A question popped in my head – would the ocean exist without rivers? A secondary question – would rivers exist without the ocean?
I am not the master of hydrology or physiography, I cannot answer either of these questions. I suppose an ocean could exist without rivers. But rivers have to go somewhere, they must have a destination, and that destination is the ocean.
Are rivers less important than the ocean, then?
I suppose you can’t say that any part of the world is less important than the other – they’re all important in equal measure, though important in varying measures to each and every individual.
Rivers delineate my country, roughly 50% of it. Rivers have been important to trade and movement of people since the archaic times. Rivers can be polluted. Rivers can carry death. Rivers can carry pollution into the seas and oceans. What we put into rivers matters to the marine environments, even though they are hundreds of miles away. Rivers flood. Rivers destroy livelihoods. Rivers work as settlement enablers. Rivers are blue bodies. Rivers create blue spaces. Rivers make habitats. Rivers are navigable. Rivers lead places. Rivers connect.

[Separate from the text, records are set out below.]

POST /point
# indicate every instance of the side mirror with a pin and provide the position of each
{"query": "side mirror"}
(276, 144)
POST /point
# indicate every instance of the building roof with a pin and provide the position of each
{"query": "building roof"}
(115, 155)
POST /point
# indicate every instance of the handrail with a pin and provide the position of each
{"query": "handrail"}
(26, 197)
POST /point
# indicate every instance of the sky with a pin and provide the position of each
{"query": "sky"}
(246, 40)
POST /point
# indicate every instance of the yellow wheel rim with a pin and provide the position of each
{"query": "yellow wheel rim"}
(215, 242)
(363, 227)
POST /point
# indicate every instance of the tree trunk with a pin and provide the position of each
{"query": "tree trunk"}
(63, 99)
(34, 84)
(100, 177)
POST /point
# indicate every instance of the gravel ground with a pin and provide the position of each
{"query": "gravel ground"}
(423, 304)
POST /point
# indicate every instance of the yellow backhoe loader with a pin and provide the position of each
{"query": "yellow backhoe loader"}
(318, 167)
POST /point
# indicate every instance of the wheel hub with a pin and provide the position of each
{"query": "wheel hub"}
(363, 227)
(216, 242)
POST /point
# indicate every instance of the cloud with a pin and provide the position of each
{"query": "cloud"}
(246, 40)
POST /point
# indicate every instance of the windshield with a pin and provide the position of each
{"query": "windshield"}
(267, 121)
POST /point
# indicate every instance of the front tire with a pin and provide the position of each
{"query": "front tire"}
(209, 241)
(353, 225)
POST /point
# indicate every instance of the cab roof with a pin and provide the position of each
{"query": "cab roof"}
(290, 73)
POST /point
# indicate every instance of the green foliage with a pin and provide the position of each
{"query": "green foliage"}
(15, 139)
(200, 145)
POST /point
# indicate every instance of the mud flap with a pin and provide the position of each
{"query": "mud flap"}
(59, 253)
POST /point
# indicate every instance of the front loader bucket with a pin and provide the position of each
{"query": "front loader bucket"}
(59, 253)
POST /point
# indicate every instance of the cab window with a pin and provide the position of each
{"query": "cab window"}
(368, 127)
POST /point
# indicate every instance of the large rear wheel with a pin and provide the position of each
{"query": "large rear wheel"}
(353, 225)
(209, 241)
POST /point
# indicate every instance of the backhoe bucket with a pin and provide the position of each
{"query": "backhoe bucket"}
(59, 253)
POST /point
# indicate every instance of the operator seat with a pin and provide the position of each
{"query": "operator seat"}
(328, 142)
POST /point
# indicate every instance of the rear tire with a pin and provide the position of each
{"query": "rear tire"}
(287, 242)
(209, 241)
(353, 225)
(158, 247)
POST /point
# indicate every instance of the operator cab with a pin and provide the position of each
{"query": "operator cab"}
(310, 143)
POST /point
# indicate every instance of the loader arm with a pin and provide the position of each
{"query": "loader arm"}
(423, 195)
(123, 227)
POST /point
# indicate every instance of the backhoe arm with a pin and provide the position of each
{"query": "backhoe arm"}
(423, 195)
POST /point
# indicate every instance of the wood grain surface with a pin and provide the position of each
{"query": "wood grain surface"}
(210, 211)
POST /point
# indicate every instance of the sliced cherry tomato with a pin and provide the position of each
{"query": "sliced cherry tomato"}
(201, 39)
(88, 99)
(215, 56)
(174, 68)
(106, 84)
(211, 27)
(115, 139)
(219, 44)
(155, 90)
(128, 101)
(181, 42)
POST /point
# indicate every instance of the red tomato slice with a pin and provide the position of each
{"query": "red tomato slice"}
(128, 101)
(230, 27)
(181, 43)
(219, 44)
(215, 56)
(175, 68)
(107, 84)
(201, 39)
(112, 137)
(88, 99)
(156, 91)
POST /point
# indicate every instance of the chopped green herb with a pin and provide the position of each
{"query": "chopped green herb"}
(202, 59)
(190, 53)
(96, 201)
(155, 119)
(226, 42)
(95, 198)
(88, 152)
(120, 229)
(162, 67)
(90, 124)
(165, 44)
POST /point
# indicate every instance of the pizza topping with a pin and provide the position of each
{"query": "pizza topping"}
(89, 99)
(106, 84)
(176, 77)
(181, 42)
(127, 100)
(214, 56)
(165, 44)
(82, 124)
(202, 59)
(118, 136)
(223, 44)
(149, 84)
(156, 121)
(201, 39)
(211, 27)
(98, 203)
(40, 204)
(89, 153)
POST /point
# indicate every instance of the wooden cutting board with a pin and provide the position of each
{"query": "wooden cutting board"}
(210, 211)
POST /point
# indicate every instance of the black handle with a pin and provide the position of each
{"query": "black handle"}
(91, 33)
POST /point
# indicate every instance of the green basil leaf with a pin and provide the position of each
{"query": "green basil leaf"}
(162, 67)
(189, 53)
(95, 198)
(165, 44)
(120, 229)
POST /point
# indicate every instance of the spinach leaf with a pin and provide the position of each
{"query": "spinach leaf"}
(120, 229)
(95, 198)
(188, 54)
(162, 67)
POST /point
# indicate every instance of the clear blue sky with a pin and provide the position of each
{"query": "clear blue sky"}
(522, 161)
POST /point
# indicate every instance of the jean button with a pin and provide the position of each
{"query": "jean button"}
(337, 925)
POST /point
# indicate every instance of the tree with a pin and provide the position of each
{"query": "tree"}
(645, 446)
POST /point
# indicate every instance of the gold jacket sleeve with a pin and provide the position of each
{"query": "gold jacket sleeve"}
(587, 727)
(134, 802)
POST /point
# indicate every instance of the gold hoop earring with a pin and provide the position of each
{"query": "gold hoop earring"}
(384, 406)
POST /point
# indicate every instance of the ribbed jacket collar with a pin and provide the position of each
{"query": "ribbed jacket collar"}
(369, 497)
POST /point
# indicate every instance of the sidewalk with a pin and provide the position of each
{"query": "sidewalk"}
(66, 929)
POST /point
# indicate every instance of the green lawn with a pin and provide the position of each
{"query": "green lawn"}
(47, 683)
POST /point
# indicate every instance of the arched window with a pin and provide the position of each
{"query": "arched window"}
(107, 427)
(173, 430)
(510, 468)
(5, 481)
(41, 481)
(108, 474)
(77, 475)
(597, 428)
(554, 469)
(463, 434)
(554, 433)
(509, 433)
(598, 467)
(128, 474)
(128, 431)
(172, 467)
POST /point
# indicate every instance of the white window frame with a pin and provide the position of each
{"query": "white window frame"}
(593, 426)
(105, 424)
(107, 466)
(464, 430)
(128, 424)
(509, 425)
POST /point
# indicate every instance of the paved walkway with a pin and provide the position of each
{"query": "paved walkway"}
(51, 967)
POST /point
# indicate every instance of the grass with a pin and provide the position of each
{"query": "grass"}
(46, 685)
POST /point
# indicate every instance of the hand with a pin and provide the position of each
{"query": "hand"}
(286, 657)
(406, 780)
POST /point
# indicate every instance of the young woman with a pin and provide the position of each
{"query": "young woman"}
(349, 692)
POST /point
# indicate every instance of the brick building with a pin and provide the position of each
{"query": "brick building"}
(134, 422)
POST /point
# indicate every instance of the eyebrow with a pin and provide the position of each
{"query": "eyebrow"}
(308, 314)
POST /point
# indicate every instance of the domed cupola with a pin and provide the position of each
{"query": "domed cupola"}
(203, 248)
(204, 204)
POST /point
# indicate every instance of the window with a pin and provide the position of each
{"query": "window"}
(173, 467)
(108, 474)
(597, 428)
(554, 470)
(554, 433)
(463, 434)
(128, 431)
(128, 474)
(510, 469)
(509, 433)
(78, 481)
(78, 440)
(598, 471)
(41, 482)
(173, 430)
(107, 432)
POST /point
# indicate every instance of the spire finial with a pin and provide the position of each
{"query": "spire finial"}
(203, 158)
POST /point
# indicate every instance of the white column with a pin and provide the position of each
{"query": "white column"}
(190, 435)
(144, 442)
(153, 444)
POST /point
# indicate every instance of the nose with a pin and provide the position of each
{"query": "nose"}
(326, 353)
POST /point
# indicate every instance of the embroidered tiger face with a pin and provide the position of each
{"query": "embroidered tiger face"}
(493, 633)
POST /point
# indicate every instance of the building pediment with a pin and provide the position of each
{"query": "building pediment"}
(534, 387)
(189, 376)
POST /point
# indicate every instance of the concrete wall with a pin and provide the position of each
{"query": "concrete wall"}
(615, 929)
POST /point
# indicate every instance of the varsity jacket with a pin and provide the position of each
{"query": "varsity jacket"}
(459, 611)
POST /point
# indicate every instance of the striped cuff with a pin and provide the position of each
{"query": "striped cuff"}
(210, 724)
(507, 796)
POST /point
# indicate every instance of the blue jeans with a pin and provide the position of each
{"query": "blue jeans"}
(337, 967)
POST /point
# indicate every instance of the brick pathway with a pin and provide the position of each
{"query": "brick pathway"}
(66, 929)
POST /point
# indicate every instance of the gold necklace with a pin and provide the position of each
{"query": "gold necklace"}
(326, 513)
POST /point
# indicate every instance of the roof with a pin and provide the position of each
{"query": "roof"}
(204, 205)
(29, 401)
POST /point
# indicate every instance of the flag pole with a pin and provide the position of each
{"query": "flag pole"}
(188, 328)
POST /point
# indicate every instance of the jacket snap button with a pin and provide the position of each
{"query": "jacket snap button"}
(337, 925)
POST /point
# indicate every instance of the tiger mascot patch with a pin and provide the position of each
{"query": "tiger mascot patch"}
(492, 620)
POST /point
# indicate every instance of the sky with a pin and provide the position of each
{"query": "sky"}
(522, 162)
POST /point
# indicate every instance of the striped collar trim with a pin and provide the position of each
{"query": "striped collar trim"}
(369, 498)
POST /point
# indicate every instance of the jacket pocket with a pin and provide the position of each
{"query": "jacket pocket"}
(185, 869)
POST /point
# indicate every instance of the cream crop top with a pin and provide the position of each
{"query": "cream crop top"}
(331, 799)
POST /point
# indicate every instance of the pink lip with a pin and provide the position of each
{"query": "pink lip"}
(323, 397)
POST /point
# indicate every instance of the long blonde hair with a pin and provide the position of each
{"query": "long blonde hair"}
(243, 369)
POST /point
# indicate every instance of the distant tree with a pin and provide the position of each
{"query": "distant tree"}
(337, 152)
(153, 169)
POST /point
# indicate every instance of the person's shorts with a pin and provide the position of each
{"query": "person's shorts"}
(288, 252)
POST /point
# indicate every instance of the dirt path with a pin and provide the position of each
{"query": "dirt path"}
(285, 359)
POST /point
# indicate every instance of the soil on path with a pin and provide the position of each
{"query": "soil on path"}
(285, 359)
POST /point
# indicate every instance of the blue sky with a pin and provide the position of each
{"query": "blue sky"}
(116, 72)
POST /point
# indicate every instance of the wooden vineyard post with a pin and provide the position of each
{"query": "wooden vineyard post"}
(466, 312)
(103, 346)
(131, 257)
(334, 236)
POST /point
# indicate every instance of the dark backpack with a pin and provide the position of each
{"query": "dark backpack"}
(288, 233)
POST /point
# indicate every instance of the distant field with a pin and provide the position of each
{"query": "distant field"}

I am not from the UK. Poland’s coastline is 1032 km long, while the Vistula River is 1047 km long. There are thousands and thousands more of kilometres of riversides. While the sea is important, it looms over us that rivers may actually be more important to local histories and identities (collective and individual) than the sea.
The sea is always out there, but more often than not it is abstract or limited to a week by the sea spent each year on overcrowded beaches by the Baltic.